Ein weiterer gewichtiger Aspekt ist natürlich der Zeitpunkt, zu dem Bolls Streifen, dem viele Kritiker bereits bescheinigt haben, eine rohe, ungeschlachte, brutale Energie zu verströmen, in ein filmisches Hollywood-Mainstream-Umfeld haut wie die sprichwörtliche Axt im Wald – ein Mainstream, dem jeder Bezug zum Publikum tatsächlich abhandengekommen zu sein scheint. Anders ausgedrückt: Wie viele hochglanzlackierte und -polierte Superman-„Reboots“ mit quietschbunter Bonbonfarben-Ästhetik braucht eine Welt eigentlich noch, in der die „99 Prozent“ ganz andere Sorgen haben und ihnen andere Themen den Schlaf rauben als nahezu unkaputtbare Überwesen mit wehendem Umhang, die nur mit ihrer Körperkraft ganze Hochhäuser am Umkippen hindern können? Kindischer Quatsch. Vor diesem Hintergrund muss ich leider ganz direkt fragen: Was soll der Scheiß? Fällt den „Kreativen“ in der Schaumfabrik wirklich nicht mehr ein als unendliche Sequels, Prequels, Remakes, Reboots und Relaunches? Erwartet man von einem zunehmend zermürbten Publikum wirklich, ihr Geld für geist- und seelenlose, überblasene CGI-Special-Effects-Schlachtengemälde für Hunderte Millionen Dollar Produktionskosten auszugeben, die sich anfühlen, als solle einem das Hirn durch die Brieftasche rausgelutscht werden?

Da kommt ein Boll des Weges und spricht mit seinem Film ein Thema an, das anzufassen sich Hollywood als auch die deutsche Filmlandschaft nicht traute. Im Gegenteil: Das immer geflissentlich umgangen und, falls es doch mal angesprochen wurde, eher den biodeutschen Nazi als Hauptschuldigen auszumachen halluzinierte, wohingegen noch nicht so lange hier Lebende durchweg traumatisierte Opfer zu sein hatten. Kein Wunder also, dass so ein Film viel Aufmerksamkeit erregt – wie gesagt unabhängig davon, was von ihm qualitativ nun zu halten ist oder nicht.

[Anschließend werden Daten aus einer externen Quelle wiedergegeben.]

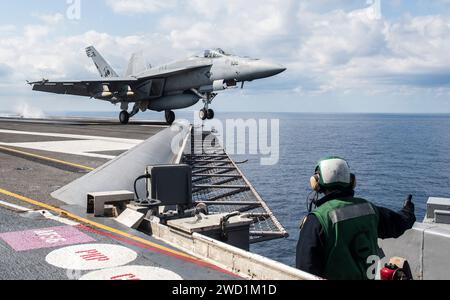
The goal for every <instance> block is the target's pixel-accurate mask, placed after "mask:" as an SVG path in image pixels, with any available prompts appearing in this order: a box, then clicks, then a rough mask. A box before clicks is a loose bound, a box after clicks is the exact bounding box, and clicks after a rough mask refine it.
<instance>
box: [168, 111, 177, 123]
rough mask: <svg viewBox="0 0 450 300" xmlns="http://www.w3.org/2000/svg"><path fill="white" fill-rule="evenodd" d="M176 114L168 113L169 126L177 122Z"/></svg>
mask: <svg viewBox="0 0 450 300" xmlns="http://www.w3.org/2000/svg"><path fill="white" fill-rule="evenodd" d="M175 118H176V117H175V113H174V112H173V111H171V110H168V111H166V122H167V124H169V125H172V124H173V122H175Z"/></svg>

Doch nun zur Überschrift und einer leider dringend nötigen Schelte: Wenn ein Regisseur gerade angesichts eines Films, der dieses Thema anspricht, beteuert, mit extremistischen Schmuddelecken absolut nichts zu tun haben zu wollen, sollte er sich auch daran halten. Das Problem ist nämlich, dass Boll diesbezüglich kritische Distanz vermissen ließ und wirklich jede verfügbare Plattform im Internet für die Promotion von „Citizen Vigilante“ nutzte – auch dann, wenn es sich um solche handelte, die eindeutig eben jenen Schmuddelecken zuzurechnen sind, soll heißen: die nachweislich ständig Öl aufs Feuer zu gießen versuchen, mit üblen Desinformationen um sich werfen, nur um zur Dauerhatz auf Migranten blasen zu können und denen es, nimmt man ihre Tweets und Meta-Posts näher unter die Lupe, mit dem Bürgerkrieg zwischen länger und noch nicht so lange hier Lebenden offenbar gar nicht schnell genug gehen kann.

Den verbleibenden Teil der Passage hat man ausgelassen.